Unlike a dedicated lab machine where you can run a job forever, on large shared computer facilities job wallclock time limits are either 24 or 12 hours, depending on whether your group has an allocation or not. As such, your job must end within 24 hours or it will be helpfully ended for you, by the scheduler. Although exact limits vary, 24 hours is generally found to be a good balance between turnaround (ensuring people aren't waiting in the queue for weeks without being able to run) and being able to get a significant amount of work done in a single run. If, as will inevitably be the case, your runs grow to a size that they won't finish before the queue window closes, you will have to run jobs in several steps by outputting checkpoints and restarting from them.
Checkpoints also provide a certain amount of safety in case of hardware or software failure - one can restart from an earlier checkpoint without losing much work.

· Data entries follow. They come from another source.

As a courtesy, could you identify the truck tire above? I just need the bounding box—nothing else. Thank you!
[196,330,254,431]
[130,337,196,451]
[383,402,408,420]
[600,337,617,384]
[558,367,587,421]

In addition, checkpoints can be useful if you want to run to some intermediate state, and then use that as the starting point for several different runs; then you can save yourself having to run to the intermediate state many times.
What should be in Checkpoint Files?
Checkpoint files should contain the entire state of your run, at full precision, so that your run can continue exactly where it left off. Note that this may differ from typical outputs which may not need to be in full precision or which may not need absolutely everything in the simulations memory.
Typically checkpoints are written out between iterations or steps in your job. To decide what needs to be output, ask yourself: `what data structures need to be filled for the program to take the next steps?' Then the checkpoint writing should dump out all that information, and to restart from a checkpoint, you would read in that information, and then start from that step as if you had been running uninterrupted the whole time.
How often should you checkpoint?
There's a tension here between not spending a lot of time (or diskspace) checkpointing but also not loosing much work if you need to restart from the last checkpoint. Checkpoint `several' times during the queue window, for whatever value of `several' is most suitable for your work.
Because checkpoints may require substantial disk space, it is often the case that users do not keep all checkpoints; only the last (say) two may be needed, and after each following one is successfully written, the earliest one is deleted.